🤖 AI Summary
This work addresses the high computational cost of pretrained Vision Transformers (ViTs), which hinders their deployment on resource-constrained devices. The authors propose an efficient compression method that leverages the inherent convolutional characteristics of attention heads to automatically identify redundant heads and replace them with plug-and-play depthwise separable convolution modules. A tailored fine-tuning strategy is then employed to recover performance on downstream tasks. Evaluated on image classification and segmentation benchmarks, the approach achieves 17%–20% inference speedup with minimal accuracy degradation, substantially reducing computational overhead while preserving representational capacity.
📝 Abstract
Pretrained vision foundation models deliver strong performance across tasks with limited fine-tuning. However, their Vision Transformer (ViT) backbones impose high inference costs, limiting deployment on resource-constrained devices. In this work, we accelerate large-scale pretrained ViTs while preserving their feature extraction capabilities by exploiting the intrinsic convolution-like behavior of some attention heads.
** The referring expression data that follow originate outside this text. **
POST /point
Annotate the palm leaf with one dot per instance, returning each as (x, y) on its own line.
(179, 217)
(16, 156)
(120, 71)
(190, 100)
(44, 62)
Specifically, we introduce an efficient depthwise convolution-based layer that serves as a drop-in replacement for these heads. Additionally, we propose simple strategies to identify which heads can be replaced and introduce a fine-tuning procedure that recovers downstream task performance. Across both image classification and segmentation tasks, our method achieves 17-20\% percent inference speedup with minimal performance degradation. We validate the approach through detailed derivations, extensive experiments, and efficiency benchmarks. The reference implementation is publicly available.